A multi-vector column stores many embedding vectors per row rather than a single vector. Spice produces a multi-vector column by embedding each element of a List<Utf8> source column independently, yielding a List<FixedSizeList<Float32, N>> embedding column.

Multi-vector embeddings are useful when a single row has several distinct pieces of text — for example, a product with many tags, a paper with multiple titles and section headings, or a user with a set of historical queries. Each element is embedded and scored separately, and per-row results are produced by aggregating the per-element similarities.

How Multi-Vector Differs from Chunking

Chunking splits one long string (such as a document body) into pieces and embeds each piece. Multi-vector starts from a column that is already a list of independent strings and embeds each list element as-is.

Source column typeEmbedding modeProduced embedding type
Utf8Scalar (default)FixedSizeList<Float32, N>
Utf8 + chunkingChunkedList<FixedSizeList<Float32, N>>
List<Utf8>Multi-vector (default)List<FixedSizeList<Float32, N>>

Multi-vector and chunked columns share the same Arrow type, but the per-element offsets column (<column>_offsets) is only produced for chunked columns.

Configuring a Multi-Vector Column

Define an embedding on a List<Utf8> column the same way as a scalar string column. Spice detects the list type and embeds each element independently.

datasets:
- from: file:products.parquet
name: products
acceleration:
enabled: true
columns:
- name: tags # List<Utf8>
embeddings:
- from: local_embedding_model
aggregation: max
max_elements_per_row: 64

embeddings:
- from: huggingface:huggingface.co/sentence-transformers/all-MiniLM-L6-v2
name: local_embedding_model

Aggregation Strategies

When a multi-vector column is queried with a single query string, each element's similarity to the query is computed, and the per-row score is the aggregate of those similarities.

aggregationDescription
maxColBERT-style MaxSim. Row scores as high as its best-matching element (default).
meanAverage similarity across elements. Favors rows where most elements are relevant.
sumSum of similarities. Biases toward rows with many matching elements.

Element Caps

Multi-vector columns default to embedding the first 32 elements per row. Raise the cap with max_elements_per_row (hard-capped at 1024). Excess elements are dropped with a warning log so that rows with unbounded tag counts do not blow up embedding cost.

A multi-vector column is queried with the standard vector_search UDTF. The configured aggregation is applied automatically.

SELECT product_id, name, score
FROM vector_search(products, 'travel accessories', tags)
ORDER BY score DESC
LIMIT 10;

Multi-vector columns also support ColBERT-style late-interaction search, where the query itself is an array of strings. Each query is embedded independently, the best-matching element is selected for each query (MaxSim), and the per-row score is the sum across queries:

score(d) = Σ_{q ∈ Q} max_{e ∈ d} cos(q, e)
SELECT product_id, name, score
FROM vector_search(
products,
['hiking', 'waterproof', 'lightweight'],
tags
)
ORDER BY score DESC
LIMIT 10;

Late-interaction search is only supported on multi-vector columns; passing an array of queries to a scalar or chunked column returns an error. A maximum of 32 query strings are accepted per call.
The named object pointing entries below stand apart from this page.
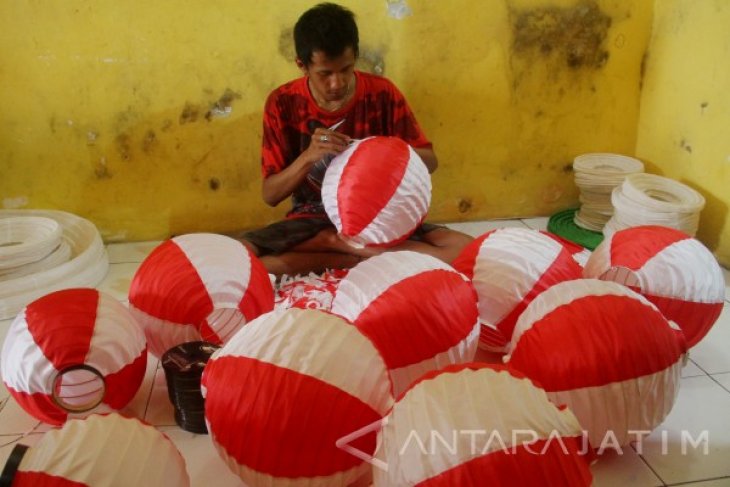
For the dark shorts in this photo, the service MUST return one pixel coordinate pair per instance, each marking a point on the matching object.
(283, 235)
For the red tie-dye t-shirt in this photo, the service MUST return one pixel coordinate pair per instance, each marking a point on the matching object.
(291, 115)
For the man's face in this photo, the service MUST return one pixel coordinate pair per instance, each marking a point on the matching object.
(331, 79)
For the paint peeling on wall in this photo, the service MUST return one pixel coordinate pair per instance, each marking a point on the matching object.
(398, 9)
(371, 61)
(15, 203)
(574, 35)
(223, 106)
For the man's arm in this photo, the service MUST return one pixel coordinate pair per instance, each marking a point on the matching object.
(279, 186)
(428, 156)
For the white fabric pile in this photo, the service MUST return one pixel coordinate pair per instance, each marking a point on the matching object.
(648, 199)
(596, 175)
(42, 251)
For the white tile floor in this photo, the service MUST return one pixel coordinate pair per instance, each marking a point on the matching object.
(703, 406)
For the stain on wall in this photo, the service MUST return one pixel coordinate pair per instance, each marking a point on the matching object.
(574, 36)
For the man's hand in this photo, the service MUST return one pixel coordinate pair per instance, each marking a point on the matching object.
(325, 142)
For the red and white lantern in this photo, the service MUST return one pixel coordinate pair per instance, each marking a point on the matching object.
(509, 267)
(479, 424)
(71, 353)
(605, 352)
(418, 311)
(376, 192)
(668, 267)
(285, 389)
(198, 287)
(102, 450)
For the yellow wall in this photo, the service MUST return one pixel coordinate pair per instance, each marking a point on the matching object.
(146, 116)
(685, 108)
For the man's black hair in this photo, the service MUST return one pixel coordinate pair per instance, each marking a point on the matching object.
(326, 27)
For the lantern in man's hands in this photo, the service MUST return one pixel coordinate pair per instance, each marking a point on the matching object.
(376, 192)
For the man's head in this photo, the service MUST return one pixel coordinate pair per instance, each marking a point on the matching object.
(327, 28)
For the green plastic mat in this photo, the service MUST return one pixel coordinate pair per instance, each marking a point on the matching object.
(562, 224)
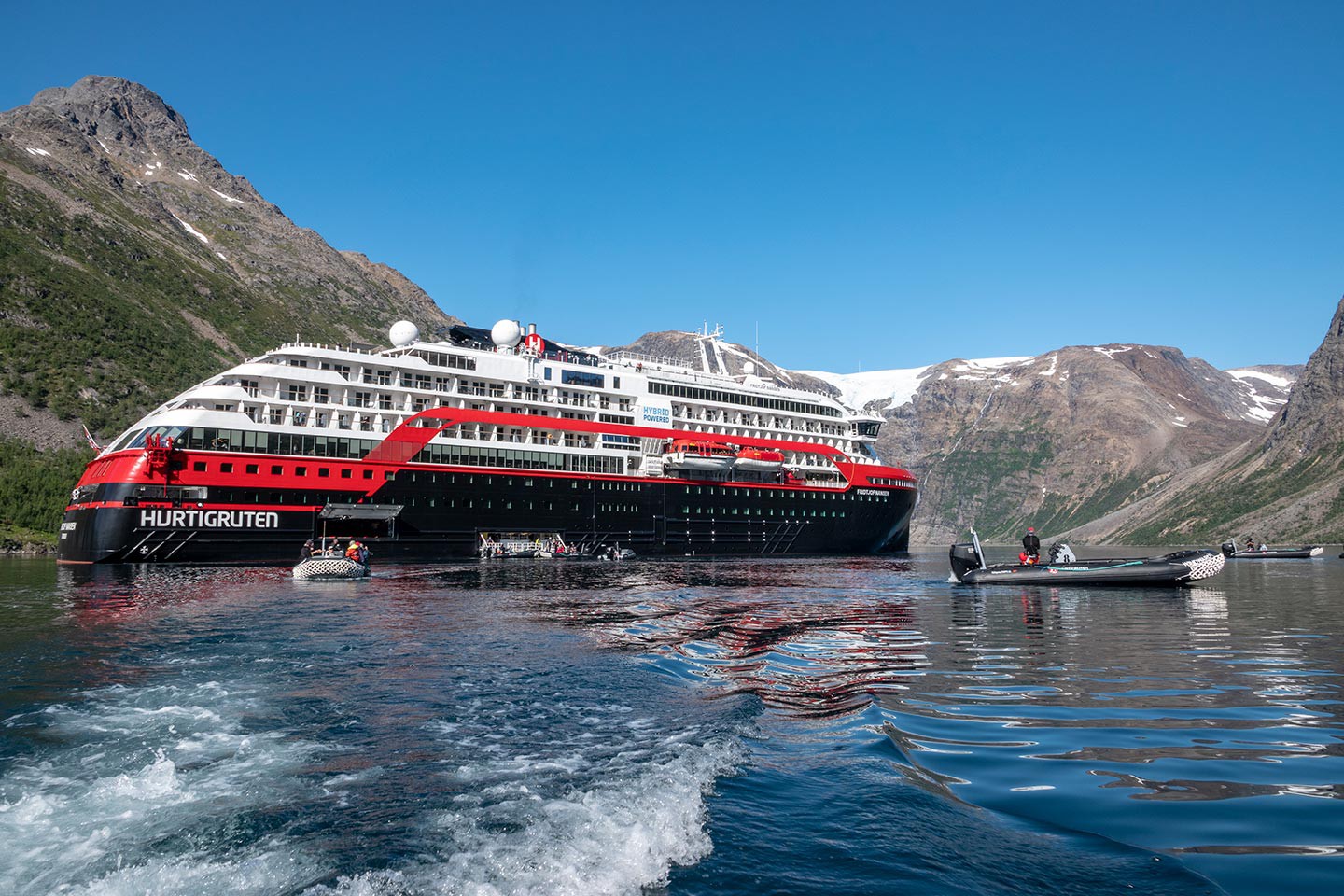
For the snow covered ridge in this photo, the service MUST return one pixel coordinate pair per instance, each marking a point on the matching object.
(894, 387)
(897, 387)
(1264, 407)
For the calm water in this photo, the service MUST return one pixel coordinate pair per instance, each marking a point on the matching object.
(741, 727)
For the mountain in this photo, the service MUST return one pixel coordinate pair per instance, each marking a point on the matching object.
(132, 265)
(1057, 440)
(1285, 485)
(724, 359)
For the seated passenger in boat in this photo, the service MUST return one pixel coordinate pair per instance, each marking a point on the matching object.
(1029, 547)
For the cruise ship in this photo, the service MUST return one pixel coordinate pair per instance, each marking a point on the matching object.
(451, 446)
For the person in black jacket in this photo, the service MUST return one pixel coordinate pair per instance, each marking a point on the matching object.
(1031, 546)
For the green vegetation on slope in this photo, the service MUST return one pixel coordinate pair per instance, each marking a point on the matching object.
(35, 486)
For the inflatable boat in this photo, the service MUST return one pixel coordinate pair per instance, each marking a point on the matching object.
(329, 568)
(1271, 553)
(1182, 567)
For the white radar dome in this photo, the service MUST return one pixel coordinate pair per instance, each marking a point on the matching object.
(507, 333)
(403, 333)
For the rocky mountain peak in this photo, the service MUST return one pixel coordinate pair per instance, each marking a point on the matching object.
(118, 112)
(1312, 418)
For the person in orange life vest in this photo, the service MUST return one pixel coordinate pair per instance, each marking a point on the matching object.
(1029, 547)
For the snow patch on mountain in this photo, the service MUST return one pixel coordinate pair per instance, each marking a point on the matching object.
(892, 387)
(191, 230)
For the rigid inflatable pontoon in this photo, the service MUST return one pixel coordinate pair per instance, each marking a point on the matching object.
(1182, 567)
(329, 568)
(1271, 553)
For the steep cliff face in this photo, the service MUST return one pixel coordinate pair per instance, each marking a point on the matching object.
(1288, 483)
(133, 263)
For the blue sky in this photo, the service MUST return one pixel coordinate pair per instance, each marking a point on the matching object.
(866, 184)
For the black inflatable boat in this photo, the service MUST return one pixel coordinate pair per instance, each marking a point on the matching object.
(1271, 553)
(1182, 567)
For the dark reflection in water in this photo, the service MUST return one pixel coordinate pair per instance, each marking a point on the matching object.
(857, 725)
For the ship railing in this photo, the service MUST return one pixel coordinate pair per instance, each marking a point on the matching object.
(631, 359)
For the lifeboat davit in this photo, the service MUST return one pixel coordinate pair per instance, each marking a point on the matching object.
(691, 455)
(766, 459)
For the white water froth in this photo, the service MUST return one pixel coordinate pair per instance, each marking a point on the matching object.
(136, 767)
(607, 809)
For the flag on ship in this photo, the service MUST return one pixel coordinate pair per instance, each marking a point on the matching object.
(91, 440)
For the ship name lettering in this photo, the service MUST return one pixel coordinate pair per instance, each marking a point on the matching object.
(210, 519)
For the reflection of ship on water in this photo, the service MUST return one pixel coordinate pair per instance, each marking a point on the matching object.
(804, 656)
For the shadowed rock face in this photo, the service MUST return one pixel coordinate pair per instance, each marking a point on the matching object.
(1285, 485)
(1060, 438)
(127, 238)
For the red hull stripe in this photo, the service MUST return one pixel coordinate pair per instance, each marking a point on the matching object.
(405, 442)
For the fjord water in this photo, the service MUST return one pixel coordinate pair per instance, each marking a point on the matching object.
(791, 725)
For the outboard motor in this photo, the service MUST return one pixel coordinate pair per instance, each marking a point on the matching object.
(1060, 553)
(964, 559)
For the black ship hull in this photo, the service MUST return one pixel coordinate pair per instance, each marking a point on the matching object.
(443, 516)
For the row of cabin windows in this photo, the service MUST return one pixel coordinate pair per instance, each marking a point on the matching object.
(898, 483)
(521, 458)
(207, 438)
(738, 398)
(718, 512)
(791, 495)
(278, 469)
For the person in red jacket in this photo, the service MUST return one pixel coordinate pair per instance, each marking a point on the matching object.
(1029, 548)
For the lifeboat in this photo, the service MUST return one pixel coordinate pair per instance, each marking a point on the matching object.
(766, 459)
(693, 455)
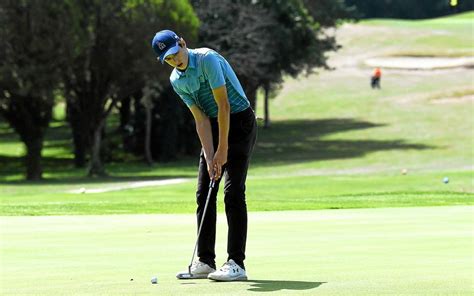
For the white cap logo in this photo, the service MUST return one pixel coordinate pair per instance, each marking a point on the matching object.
(161, 45)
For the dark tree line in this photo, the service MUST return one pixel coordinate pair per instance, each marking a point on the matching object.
(409, 9)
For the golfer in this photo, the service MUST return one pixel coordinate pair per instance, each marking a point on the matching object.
(226, 126)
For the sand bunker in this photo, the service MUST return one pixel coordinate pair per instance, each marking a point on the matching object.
(420, 63)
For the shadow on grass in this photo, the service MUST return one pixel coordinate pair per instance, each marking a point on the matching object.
(272, 286)
(58, 170)
(303, 140)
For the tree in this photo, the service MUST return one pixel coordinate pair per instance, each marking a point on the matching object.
(31, 34)
(408, 9)
(110, 55)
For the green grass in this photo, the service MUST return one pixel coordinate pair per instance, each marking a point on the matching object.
(274, 193)
(333, 142)
(447, 36)
(411, 251)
Passthrough Multi-Vector Columns

Datasets that already contain multi-vector columns can be used directly when their schema matches the conventions in Vector-Based Search:

  • Column name: <original_column>_embedding
  • Type: List<FixedSizeList<Float32 or Float64, N>>
  • No offsets column (that is only required for chunked scalar columns)

Declare the underlying column's embedding in spicepod.yaml so that Spice knows which embedding model the existing vectors came from.

Limitations

  • Multi-vector embeddings require the source column to be List<Utf8> or LargeList<Utf8>.
  • Late-interaction search accepts at most 32 query strings per call.
  • Multi-vector columns cannot currently be stored in an external vector engine; use a data accelerator with acceleration.enabled: true to cache embeddings.